1984 Aurora Castillo, the great-great-granddaughter of Augustine Pedro Olvera, for whom Olvera Street is named, starts the Mothers of East Los Angeles (MELA), a community organization to protect East Los Angeles from environmental and public health threats. MELA successfully stops a prison from being built in East Los Angeles and halts the building of an incinerator and hazardous waste treatment plant, citing probable environmental threats.
1987 Los Angeles County’s agricultural basin is 32,000 acres, down from its height of 318,000 in 1942.
1988 Congress enacts the Civil Rights Restoration Act over President Ronald Reagan's veto. It prohibits sex discriminations throughout educational institutions receiving federal funds, restoring Title IX.
1989 The US Bank Tower, formerly the Library Tower and First Interstate World Center, is completed. One of Los Angeles’ most recognizable skyscrapers at 73 stories tall, it is located at 633 West Fifth Street. It is the ninth-tallest building in the United States, the tallest North American skyscraper west of the Mississippi River, the tallest building in California.
1991 The Persian Gulf War begins January 16 and ends February 28 and results in 467 American deaths.
1991 March 3 - Rodney King is arrested and beaten by a group of police officers on March 3. The incident, except for the first thirteen seconds after King stopped, is captured on video by a private citizen, George Holliday, from his apartment near the intersection of Foothill Blvd and Osborne St. in Lake View Terrace. The four officers are charged with use of excessive force.
1991 March 16 – Los Angeles grocery store owner Korean American woman, Soon Ja Du shoots and kills Latasha Harlin, a 15-year old African American girl in the back of the head as she is exiting the store. Seconds earlier, Harlin had swung at Ja Du after the storeowner grabbed her backpack. On November 15 - Superior Court Judge Joyce Harlin sentences Soon Ja Du to probation in the shooting death of Latasha Harlin.
1992 April 29 - The Rodney King trial takes place in Simi Valley with a jury of Ventura County residents — ten whites, one Latino and one Asian. The jury acquits the officers. Upon hearing the verdict, hundreds of Los Angelenos begin a protest that turns into a “live” televised six-day riot where 53 people die at a cost of $1,000,000,000.

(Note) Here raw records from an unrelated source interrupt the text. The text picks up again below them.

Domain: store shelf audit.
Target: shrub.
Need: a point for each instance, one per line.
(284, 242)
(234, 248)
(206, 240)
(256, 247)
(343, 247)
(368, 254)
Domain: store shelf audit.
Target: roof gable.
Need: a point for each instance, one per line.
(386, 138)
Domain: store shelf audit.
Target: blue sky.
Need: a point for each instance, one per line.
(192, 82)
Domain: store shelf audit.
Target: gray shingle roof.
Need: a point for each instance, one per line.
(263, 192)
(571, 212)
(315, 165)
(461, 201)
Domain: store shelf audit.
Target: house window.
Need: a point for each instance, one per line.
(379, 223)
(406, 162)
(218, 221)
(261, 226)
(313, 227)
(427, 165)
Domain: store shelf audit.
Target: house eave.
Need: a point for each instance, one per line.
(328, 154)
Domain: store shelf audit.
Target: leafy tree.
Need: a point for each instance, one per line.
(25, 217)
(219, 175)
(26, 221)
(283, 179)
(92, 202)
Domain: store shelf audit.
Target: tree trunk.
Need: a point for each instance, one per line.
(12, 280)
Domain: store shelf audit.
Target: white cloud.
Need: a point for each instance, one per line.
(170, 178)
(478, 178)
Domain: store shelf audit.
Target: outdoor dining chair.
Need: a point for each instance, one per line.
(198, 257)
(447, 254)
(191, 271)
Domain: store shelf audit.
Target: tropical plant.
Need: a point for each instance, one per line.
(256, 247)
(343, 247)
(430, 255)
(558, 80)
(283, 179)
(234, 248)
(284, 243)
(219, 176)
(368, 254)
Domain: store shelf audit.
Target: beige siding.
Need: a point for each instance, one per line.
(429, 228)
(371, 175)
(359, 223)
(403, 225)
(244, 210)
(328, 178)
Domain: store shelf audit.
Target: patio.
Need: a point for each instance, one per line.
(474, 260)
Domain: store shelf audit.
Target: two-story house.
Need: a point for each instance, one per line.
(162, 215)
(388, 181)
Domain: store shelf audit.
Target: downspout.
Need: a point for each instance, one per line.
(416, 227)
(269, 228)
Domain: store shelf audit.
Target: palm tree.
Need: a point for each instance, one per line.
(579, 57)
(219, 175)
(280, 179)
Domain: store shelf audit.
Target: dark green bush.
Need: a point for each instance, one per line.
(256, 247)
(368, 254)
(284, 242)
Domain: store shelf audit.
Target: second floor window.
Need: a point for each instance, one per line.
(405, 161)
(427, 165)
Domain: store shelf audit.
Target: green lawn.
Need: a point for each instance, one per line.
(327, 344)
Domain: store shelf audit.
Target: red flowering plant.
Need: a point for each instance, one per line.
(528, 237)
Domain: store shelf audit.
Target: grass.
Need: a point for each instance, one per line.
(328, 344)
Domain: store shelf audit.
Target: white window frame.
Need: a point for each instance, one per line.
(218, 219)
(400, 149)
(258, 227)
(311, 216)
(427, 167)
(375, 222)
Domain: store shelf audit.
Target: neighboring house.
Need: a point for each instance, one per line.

1994 California adopts Proposition 187 and denies public services to undocumented immigrants.
1996 Proposition 209, banning affirmative action, is passed by California voters.
2006 Thanks in part to the organizing of Clare Marter Kenyon, the California Black Walnut and two other species are added to the Oak Tree Ordinance and placing them on the list of trees protected in Southern California.
2007 The City of Los Angeles agrees to pay former Los Angeles firefighter Tennie Pierce $1.43 million to settle a racial discrimination lawsuit. African American Pierce had sued after a colleague slipped dog food into his spaghetti following a volleyball game in which Pierce repeatedly joked "Feed the big dog!" in reference to himself. In uncovering Pierce’s allegations, investigators discover a hostile atmosphere of hazing directed at African Americans and women in the Los Angeles Fire Department.